“Win at the starting line” has become something of buzzword among parents eager to get their children the best start in the modern China where equality is no longer regarded as a social good. Even in the UK it’s not unusual for parents to go to great lengths to game the system so their children can get into the “better” state schools, but in China where educational background really can make or break a child’s future the stakes are obviously much higher. For the father at the centre of Chen Xiaoming’s biting debut, the ironically titled “If You Are Happy” (学区房72小时, Xuéqū Fáng Xiǎoshí), the stakes are very high indeed as he bets pretty much everything – his family home, his career, and finally his integrity, on buying a grotty little flat in the rundown part of town where he grew up solely because it’s directly opposite the best primary school in the area.
University professor Fu (Guan Xuan) is a doting father to little daughter Cheng, but as keen as he is to keep up the facade of success his private life is falling apart. His wife, Jiayuan (Fu Miao), is suffering from long term depression and though Cheng seems cheerful, the atmosphere at home is frosty at best with husband and wife barely speaking. Meanwhile, Fu has also been carrying on an illicit affair with one of his students, Hang (Tu Hua) – a wealthy young woman whose mother (Rong Rong) is keen to send her abroad for graduate school to improve her prospects. Hang doesn’t want to go, she says because she’s become attached to Fu, but there are also rumours all over school about teachers accepting bribes to change students’ grades and the jury’s out on whether Hang has ulterior motives.
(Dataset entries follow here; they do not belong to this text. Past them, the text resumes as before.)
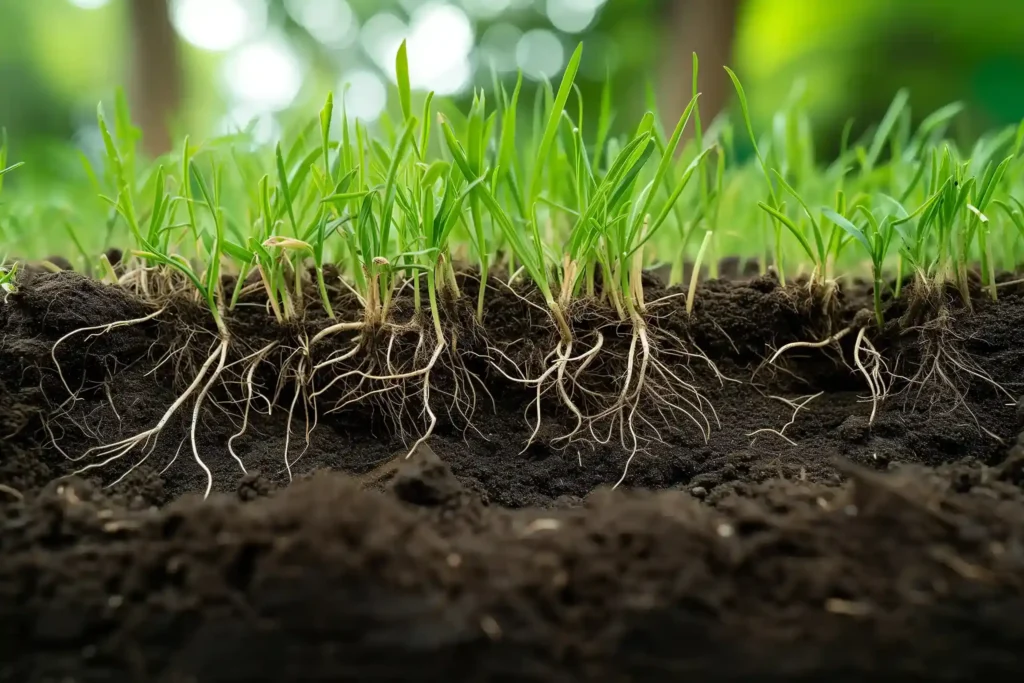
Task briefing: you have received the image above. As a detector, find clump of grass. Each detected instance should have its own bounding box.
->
[0,44,1024,493]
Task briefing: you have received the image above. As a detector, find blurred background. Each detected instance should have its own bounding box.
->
[0,0,1024,175]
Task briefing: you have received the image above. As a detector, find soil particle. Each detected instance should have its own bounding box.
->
[0,270,1024,681]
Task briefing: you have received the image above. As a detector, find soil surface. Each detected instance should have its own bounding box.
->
[0,272,1024,681]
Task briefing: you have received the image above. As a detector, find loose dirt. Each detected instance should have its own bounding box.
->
[0,272,1024,681]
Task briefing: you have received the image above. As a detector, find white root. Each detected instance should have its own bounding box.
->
[50,308,167,399]
[853,328,889,426]
[188,337,227,499]
[768,327,853,365]
[227,342,278,474]
[746,391,824,446]
[70,338,228,495]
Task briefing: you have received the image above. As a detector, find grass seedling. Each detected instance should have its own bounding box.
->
[8,44,1024,492]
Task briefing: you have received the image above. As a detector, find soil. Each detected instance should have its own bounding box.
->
[0,271,1024,682]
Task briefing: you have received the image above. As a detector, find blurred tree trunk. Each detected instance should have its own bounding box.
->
[129,0,181,157]
[662,0,740,137]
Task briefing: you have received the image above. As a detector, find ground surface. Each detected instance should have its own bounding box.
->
[0,273,1024,681]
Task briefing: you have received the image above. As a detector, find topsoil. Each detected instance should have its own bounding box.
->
[0,272,1024,682]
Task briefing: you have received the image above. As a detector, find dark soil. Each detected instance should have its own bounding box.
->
[0,272,1024,681]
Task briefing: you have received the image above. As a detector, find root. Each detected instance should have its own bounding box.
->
[50,308,167,400]
[853,328,889,426]
[767,327,853,365]
[0,483,25,502]
[227,342,278,474]
[487,313,721,486]
[746,391,824,446]
[905,308,1017,432]
[71,337,228,496]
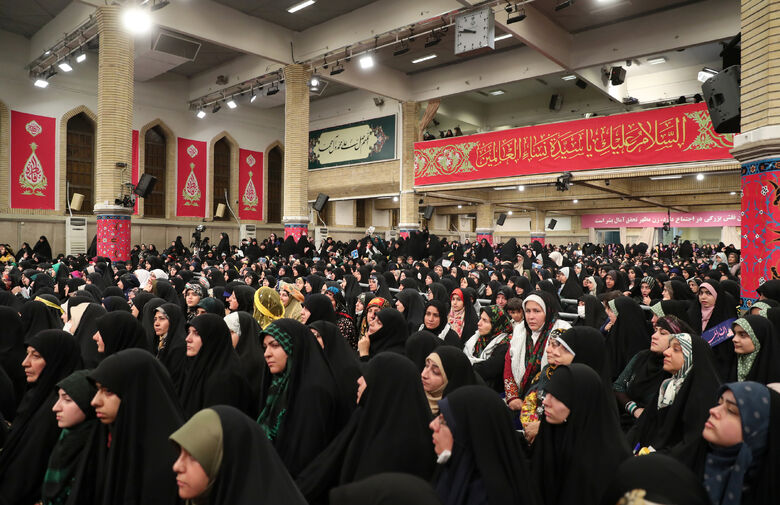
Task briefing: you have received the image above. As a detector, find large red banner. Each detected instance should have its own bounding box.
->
[414,103,733,185]
[9,110,56,209]
[238,149,263,221]
[176,137,206,217]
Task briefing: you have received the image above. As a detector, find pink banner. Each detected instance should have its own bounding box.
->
[581,210,742,228]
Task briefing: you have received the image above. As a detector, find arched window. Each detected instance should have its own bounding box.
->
[266,146,282,223]
[144,125,166,218]
[65,112,95,214]
[214,137,230,221]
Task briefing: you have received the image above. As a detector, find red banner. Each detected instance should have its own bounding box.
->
[238,149,263,221]
[130,130,139,215]
[176,137,206,217]
[10,110,56,209]
[414,103,733,185]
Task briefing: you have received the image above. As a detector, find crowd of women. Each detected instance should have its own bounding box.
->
[0,233,780,505]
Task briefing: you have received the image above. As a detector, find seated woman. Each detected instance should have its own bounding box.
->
[430,386,542,505]
[696,382,780,505]
[0,328,81,505]
[463,305,514,392]
[531,363,631,505]
[169,405,306,505]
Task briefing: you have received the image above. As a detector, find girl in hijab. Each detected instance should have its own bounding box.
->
[430,386,542,505]
[169,405,306,505]
[279,281,303,321]
[463,305,514,391]
[420,346,482,416]
[89,348,184,505]
[180,314,257,418]
[628,333,720,466]
[0,330,81,505]
[447,288,479,341]
[418,300,463,348]
[41,370,99,505]
[532,363,631,505]
[699,381,780,505]
[725,315,780,384]
[296,352,434,504]
[257,319,351,477]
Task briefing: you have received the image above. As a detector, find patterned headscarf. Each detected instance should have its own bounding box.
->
[658,333,693,410]
[257,320,294,442]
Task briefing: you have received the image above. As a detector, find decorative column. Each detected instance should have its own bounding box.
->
[282,64,310,240]
[398,102,420,238]
[731,0,780,308]
[94,5,133,262]
[474,203,495,245]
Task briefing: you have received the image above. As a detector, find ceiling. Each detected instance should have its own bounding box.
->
[216,0,377,32]
[0,0,71,39]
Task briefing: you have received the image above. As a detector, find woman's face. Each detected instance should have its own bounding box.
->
[51,388,87,428]
[22,346,46,384]
[729,324,756,354]
[263,335,287,374]
[524,301,545,331]
[542,393,571,424]
[699,287,715,309]
[477,312,493,337]
[701,389,742,447]
[420,352,444,393]
[664,339,685,374]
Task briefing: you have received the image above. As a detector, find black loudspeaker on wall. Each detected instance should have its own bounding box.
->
[312,193,330,212]
[701,65,742,133]
[133,174,157,198]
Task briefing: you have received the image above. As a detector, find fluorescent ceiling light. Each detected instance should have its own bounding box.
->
[287,0,314,14]
[412,54,436,63]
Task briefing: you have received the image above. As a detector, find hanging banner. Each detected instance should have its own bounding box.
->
[9,110,55,209]
[414,103,734,185]
[238,149,263,221]
[309,116,395,169]
[130,130,139,215]
[176,137,206,217]
[581,210,742,228]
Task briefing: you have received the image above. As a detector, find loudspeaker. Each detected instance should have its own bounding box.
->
[701,65,742,133]
[312,193,330,212]
[550,95,563,111]
[609,67,626,86]
[133,174,157,198]
[70,193,84,210]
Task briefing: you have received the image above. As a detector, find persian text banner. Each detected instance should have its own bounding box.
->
[238,149,263,221]
[9,110,56,209]
[176,137,206,217]
[309,116,395,169]
[414,103,733,185]
[581,210,742,228]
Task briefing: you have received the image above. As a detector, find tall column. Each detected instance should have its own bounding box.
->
[398,102,420,238]
[282,64,310,240]
[731,0,780,307]
[94,5,133,262]
[474,203,495,245]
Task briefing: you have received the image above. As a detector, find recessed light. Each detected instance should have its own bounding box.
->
[412,54,436,63]
[287,0,314,14]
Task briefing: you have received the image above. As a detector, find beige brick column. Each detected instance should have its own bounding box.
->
[398,102,420,237]
[731,0,780,307]
[282,65,310,240]
[94,5,133,261]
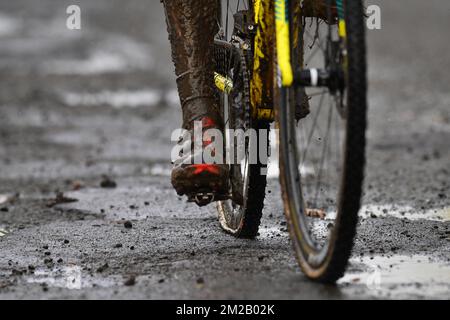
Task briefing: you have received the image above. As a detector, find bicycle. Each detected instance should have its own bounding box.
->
[214,0,367,283]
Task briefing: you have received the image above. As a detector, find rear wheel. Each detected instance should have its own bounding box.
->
[277,0,367,282]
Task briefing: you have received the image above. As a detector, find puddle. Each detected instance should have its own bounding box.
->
[338,255,450,299]
[62,90,164,109]
[0,227,9,238]
[26,266,118,290]
[149,164,172,177]
[0,13,22,37]
[360,204,450,221]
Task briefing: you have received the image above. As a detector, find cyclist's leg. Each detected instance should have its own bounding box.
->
[163,0,228,204]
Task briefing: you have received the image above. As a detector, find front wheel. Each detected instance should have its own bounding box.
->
[277,0,367,283]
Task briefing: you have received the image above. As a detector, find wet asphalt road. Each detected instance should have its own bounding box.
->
[0,0,450,299]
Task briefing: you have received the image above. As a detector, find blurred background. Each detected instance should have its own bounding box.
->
[0,0,450,298]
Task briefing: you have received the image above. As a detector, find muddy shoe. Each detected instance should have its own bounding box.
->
[172,117,230,206]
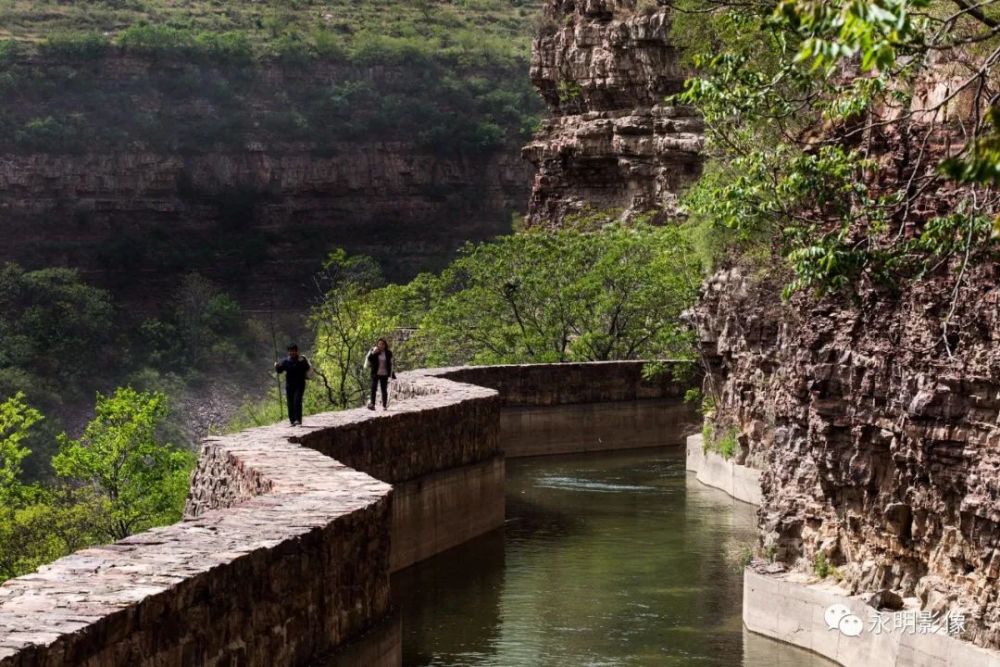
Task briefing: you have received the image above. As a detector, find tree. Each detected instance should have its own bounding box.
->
[674,0,1000,294]
[0,264,113,402]
[312,224,699,386]
[415,220,698,364]
[0,393,42,500]
[52,387,194,540]
[0,394,99,581]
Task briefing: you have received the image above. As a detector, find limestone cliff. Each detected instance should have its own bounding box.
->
[695,256,1000,647]
[524,0,1000,647]
[0,51,539,309]
[523,0,703,225]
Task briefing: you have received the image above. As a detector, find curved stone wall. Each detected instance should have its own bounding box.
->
[0,362,696,667]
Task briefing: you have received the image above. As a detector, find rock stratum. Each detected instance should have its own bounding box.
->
[696,265,1000,648]
[0,52,537,309]
[536,0,1000,648]
[523,0,703,226]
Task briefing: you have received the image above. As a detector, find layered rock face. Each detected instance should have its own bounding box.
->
[523,0,703,226]
[0,148,530,307]
[0,54,532,310]
[695,264,1000,647]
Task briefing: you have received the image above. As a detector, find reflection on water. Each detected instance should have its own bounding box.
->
[393,449,830,667]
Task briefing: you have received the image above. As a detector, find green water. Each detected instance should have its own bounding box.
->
[393,449,830,667]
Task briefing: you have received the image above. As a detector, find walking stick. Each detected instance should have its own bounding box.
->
[270,299,285,419]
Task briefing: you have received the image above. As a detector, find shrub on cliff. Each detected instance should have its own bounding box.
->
[52,388,195,541]
[300,220,698,409]
[674,0,1000,295]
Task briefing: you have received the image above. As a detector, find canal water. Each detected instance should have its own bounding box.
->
[393,449,831,667]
The main source of stress in Fu’s life is however his ongoing quest to buy a flat in the catchment area of a prestigious primary school. After two years of dashed hopes, an old friend working as an estate agent has a promising lead on a place that’s actually right by where they both grew up. Though the flat is in a bad state and really too small for a family (assuming they actually meant to live there), Fu is loathed to give up the opportunity even though he doesn’t have the ready cash together to seal the deal. Despite his outrage at the teachers who take bribes, he tries to force his friend to pull some strings before coming to the conclusion he’ll have to sell his flat. Fu goes ahead and lists it with another estate agent before even talking to his wife who is understandably not keen to move, insisting that the school around the corner is fine, only for Fu to snobbishly tell her that it’s fine for kids like Tao – a naughty little boy at kindergarten who accidentally slashed Jiayuan’s hand when he somehow got hold of a kitchen knife.
Fu’s snobbishness is perhaps his defining characteristic. Forced to sell his family home, he bristles when the maid mentions that her son is looking for a flat, coming up with all sorts of excuses as to why he shouldn’t be able to afford it before accepting that money’s money no matter who it comes from. Auntie Niu’s (Xu Xing) son Bao (Liu Xiaodi) has troubles of his own, as they discover when paying him a visit and finding him near suicidal because his fiancée is thinking of breaking things off as her family have refused their blessing for the marriage until Bao can get hold of a flat in a very specific area. Bao’s case is frustrated because he’s not originally from Shanghai and a new law prevents non-locals from owning property. Luckily his fiancée is a Shanghai native but he doesn’t have the money to buy in the escalating Shanghai property market and only has this shot with Fu because he is a “motivated seller” and needs the deposit as soon as possible to put down on the property near the school.
Along with a superiority complex, Fu is also something of a prig and makes a point of being upstanding and respectable, even trying to return a box of expensive tea gifted by Hang’s wealthy businesswoman mother in the hope of currying favour. When someone gazumps him on the flat, he has a minor meltdown insisting on legal action and lamenting the decline of morality in the modern society, but then he turns around and does exactly the same to Auntie Niu despite knowing exactly what the flat means for Bao and having given his solemn word when signing the papers. Such duplicity is too much for Jiayuan who finally finds herself gaining the strength to defy her domineering husband to side with Auntie Niu who really has gone and got a lawyer when betrayed by Fu.
How much getting Cheng into a good school is about Cheng and how much about Fu’s status anxiety is up for debate, but nominally at least all of this is supposed to be for his little girl even though the stress of Fu’s ongoing quest is quietly destroying the family home, has sent his wife into a debilitating depression, and finally robbed him of his personal integrity as he continues to debase himself all in the hope of getting his hands on a really horrible flat in an otherwise undesirable area. Chen closes with a series of (seemingly) real interviews with parents who’ve considered bankrupting themselves just to move into the catchment area of a good school. Most of them concede it isn’t worth it, but are tempted all the same even if they intensely resent the way their society is going. After all, shouldn’t all children be starting in the same place? Why should one school be better than another, and why should the children have to pay for being born to parents with fewer resources to help them? There may not be real answers for any of these questions, but they’re ones the modern China continues to grapple with as the egalitarian past gives way to the moral dubiousness of a consumerist future.